When:We 17-02-2021 17:15 - 18:30
Where:Online

Dr. Juliet Bellow, American University, Washington D.C.
‘Chez le cabaretier: Auguste Rodin and Loïe Fuller at the 1900 Exposition Universelle’

Abstract

In 1900, the sculptor Auguste Rodin made a risky career move, installing a retrospective exhibition just outside the main entrance to the Universal Exhibition held that year. This talk will explore parallels between the Exposition Rodin and the nearby Théâtre Loïe Fuller, opening up questions about the famous dancer’s influence on the “scenography” of Rodin’s sculpture: its presentation in photographs and in exhibitions. Fuller’s innovative dance technique showed Rodin how a vanguard form of abstract art could achieve both critical esteem and commercial success. By tracing Rodin’s concerted efforts to align his art with Fuller’s, we can both unveil the sculptor’s relationship to the Symbolist movement and illuminate Symbolism’s uneasy relationship to mass culture. The case of Rodin’s retrospective reveals that the Symbolist cult of masculine creativity derived from the same forms of publicity that helped this female music-hall star skyrocket to fame.

About the speaker

Juliet Bellow is Associate Professor of Art History at American University.
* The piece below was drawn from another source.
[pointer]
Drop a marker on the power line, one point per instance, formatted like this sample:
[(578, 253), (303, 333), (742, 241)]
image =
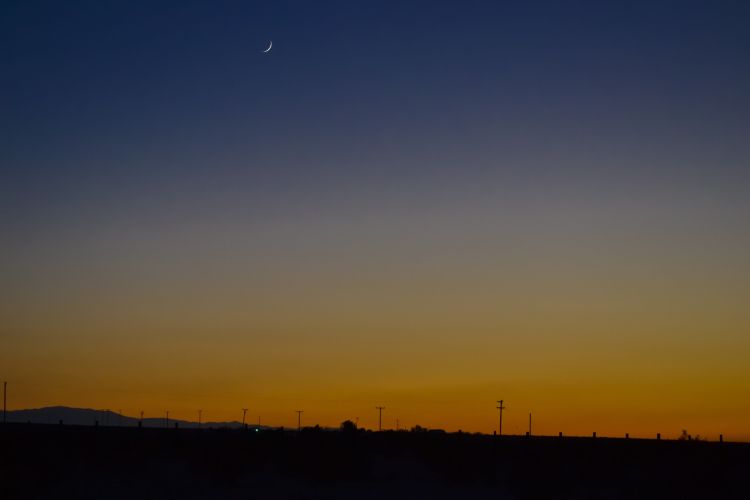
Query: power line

Her book Modernism on Stage: The Ballets Russes and the Parisian Avant-Garde was published by Ashgate Press in 2013, and she served as a Consulting Scholar for the 2013 exhibition “Diaghilev and the Ballets Russes, 1909-1929: When Art Danced With Music.” Her other publications include articles in Art Bulletin, Art Journal, American Art, and Modernism/modernity; and contributions to exhibition catalogues on Sonia Delaunay (Tate Modern/Musée d’Art Moderne de la Ville de Paris), Merce Cunningham (Walker Art Center), and Auguste Rodin (Courtauld Institute of Art/Musée Rodin, Paris). She is currently researching a new book, entitled Rodin’s Dancers: Sculpture in the Age of Spectacle.